Caso Regeni, cosa ha detto Luigi Manconi sulla gestione italiana della vicenda
Politica Lazio

Caso Regeni, cosa ha detto Luigi Manconi sulla gestione italiana della vicenda

mercoledì 23 agosto, 2017

ROMA, 23 AGOSTO - Il caso Regeni tiene ormai banco da mesi grazie alla stampa e ad una parte dell’opinione pubblica che non ha smesso di sperare ed anzi continua a premere per portare giustizia alla famiglia del giovane ricercatore friulano torturato in circostanze ancora purtroppo oscure. Destinate a far discutere sono le dichiarazioni di Luigi Manconi, raccolte da HuffPost con Pietro Salvatori.[MORE]

Il presidente della Commissione per la tutela dei diritti umani del Senato, da sempre in prima linea sulla vicenda, ha espresso con molta amarezza le proprie convinzioni su una gestione tutt’altro che ottimale dell’Italia con i governi Renzi e Gentiloni.

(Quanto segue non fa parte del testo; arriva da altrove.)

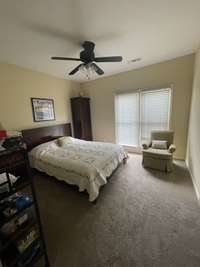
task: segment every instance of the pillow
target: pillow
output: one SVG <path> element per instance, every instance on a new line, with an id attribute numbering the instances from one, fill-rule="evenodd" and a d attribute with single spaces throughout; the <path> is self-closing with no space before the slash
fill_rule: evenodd
<path id="1" fill-rule="evenodd" d="M 64 146 L 64 145 L 67 145 L 73 142 L 74 142 L 74 138 L 71 136 L 63 136 L 57 139 L 57 144 L 59 146 Z"/>
<path id="2" fill-rule="evenodd" d="M 152 148 L 156 149 L 167 149 L 167 141 L 163 140 L 152 140 Z"/>

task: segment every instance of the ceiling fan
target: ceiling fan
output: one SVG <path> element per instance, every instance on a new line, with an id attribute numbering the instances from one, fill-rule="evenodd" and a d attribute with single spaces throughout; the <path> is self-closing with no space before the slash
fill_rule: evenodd
<path id="1" fill-rule="evenodd" d="M 121 56 L 112 56 L 112 57 L 95 57 L 94 48 L 95 44 L 90 41 L 85 41 L 82 44 L 83 50 L 80 52 L 80 58 L 70 58 L 70 57 L 51 57 L 55 60 L 72 60 L 72 61 L 81 61 L 76 68 L 74 68 L 69 75 L 74 75 L 79 70 L 89 72 L 90 70 L 94 71 L 98 75 L 103 75 L 104 71 L 94 62 L 121 62 Z"/>

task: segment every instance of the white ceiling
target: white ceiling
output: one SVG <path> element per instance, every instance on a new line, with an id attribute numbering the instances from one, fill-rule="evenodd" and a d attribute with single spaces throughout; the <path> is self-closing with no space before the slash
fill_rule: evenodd
<path id="1" fill-rule="evenodd" d="M 83 81 L 67 75 L 78 62 L 50 57 L 78 57 L 89 40 L 96 56 L 123 56 L 99 64 L 111 75 L 194 52 L 199 14 L 200 0 L 0 0 L 0 61 Z"/>

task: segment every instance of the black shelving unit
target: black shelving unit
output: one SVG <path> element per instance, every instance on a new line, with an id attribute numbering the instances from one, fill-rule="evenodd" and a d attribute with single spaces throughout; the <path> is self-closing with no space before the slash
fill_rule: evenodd
<path id="1" fill-rule="evenodd" d="M 2 174 L 6 175 L 5 181 L 1 183 L 0 180 L 0 260 L 2 266 L 50 266 L 26 150 L 15 149 L 0 152 L 0 175 Z M 11 175 L 18 177 L 15 183 L 12 182 Z M 1 190 L 2 188 L 5 192 Z M 16 200 L 25 197 L 27 203 L 17 208 Z M 5 212 L 10 208 L 12 208 L 12 213 L 8 215 Z M 20 225 L 16 223 L 22 218 L 26 218 L 23 223 Z M 19 244 L 24 245 L 23 250 L 20 249 Z"/>

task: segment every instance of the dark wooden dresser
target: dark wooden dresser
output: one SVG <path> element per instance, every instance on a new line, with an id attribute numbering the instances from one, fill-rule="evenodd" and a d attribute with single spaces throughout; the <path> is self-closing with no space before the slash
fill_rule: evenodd
<path id="1" fill-rule="evenodd" d="M 92 127 L 90 115 L 90 99 L 87 97 L 71 98 L 74 137 L 91 141 Z"/>

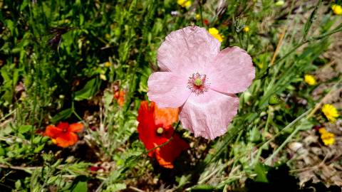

Secondo Manconi sarebbero solo tre i minuti che hanno intervallato la telefonata della Farnesina ai genitori di Regeni e il comunicato dell’Ansa che riferiva della decisione italiana di riportare l’ambasciatore al Cairo.

Manconi ha parlato di «complessi di inferiorità nei confronti di Stati Uniti ed Egitto», di «incapacità di diplomazia nello svolgere un ruolo indipendente» e di «sudditanza e rinuncia alla propria sovranità». Parole nette e che rivelano forse ancor più le insufficienze del governo italiano nello spingere l’Egitto a giungere ad una verità forse troppo scomoda e che ha visto e vede tutt’ora una Italia rinunciataria.

L’intervista a Manconi è ancor più interessante quando scivola nelle possibili scelte che il governo italiano avrebbe potuto intraprendere: «Nel corso di alcuni con il sottosegretario (riferimento ad Enzo Amendola, ndr) ho indicato puntualmente quali potessero essere simili provvedimenti. Li ho persino dettagliati in punti precisi: a) dichiarazione formale all’Egitto come Paese non sicuro, indicata in maniera inequivocabile e resa pubblica in tutte le sedi e tutte le circostanze, in ragione di quanto accaduto al nostro connazionale e di quanto le organizzazioni della tutela per i diritti umani documentano a proposito di rapimento, sparizione e assassinio di dissidenti egiziani; b) sospensione degli accordi speciali di riammissione dei profughi egiziani nel Paese di origine; c) sospensione della concessione di licenze ad aziende italiane per la vendita di armi o pezzi di ricambio per armamenti a società private o pubbliche egiziane».

Manconi si è poi spinto nell’argomentazione di queste proposte, da attuare precedentemente all’eventuale decisione di riportare l’ambasciatore al Cairo: «Il senso di quelle proposte era chiaro: senza rompere le relazioni diplomatiche con l’Egitto, si adottavano misure nel campo del turismo, in quello delle relazioni commerciali e in quello dell’immigrazione tali da esercitare quella forza di persuasione e quella pressione democratica che l’invio dell’ambasciatore al Cairo avrebbe fatto venir meno».

Le proposte, si diceva, sono rimaste evidentemente inascoltate e forse esaminate in maniera troppo sbrigativa. Ne sono un segno quei tre minuti di intervallo tra la telefonata ai Regeni e la comunicazione all’Ansa della decisione italiana, ne è un segno l’avvertimento altrettanto sbrigativo a Manconi della decisione. Una decisione che indebolisce o rafforza l’Italia nella ricerca della verità? Secondo Manconi non vi sono dubbi: «Ho la sensazione che (la decisione, ndr) l’allontani ancor di più. Non è certo un caso che, per giustificare l’invito dell’ambasciatore, il governo abbia parlato di progressi nella cooperazione giudiziaria tra Egitto ed Italia, di cui al momento non esiste la più esile traccia. Si pensi che la promessa più impegnativa della Procura egiziana riguarda la consegna di filmati nel prossimo settembre che dovevano essere messi a disposizione della nostra magistratura già un anno fa».

Settembre, come la data del 4, quando il governo fornirà in Parlamento le proprie argomentazioni su una scelta che potrebbe rivelarsi decisiva, in positivo o in negativo. Forse ancora troppo tardi a livello di tempistiche, in una vicenda che avrebbe invece forse richiesto una tempestività irrinunciabile per la tutela non solo delle relazioni diplomatiche ma anche e soprattutto dei diritti umani. Diritti umani spesso calpestati, come accaduto purtroppo a Giulio Regeni.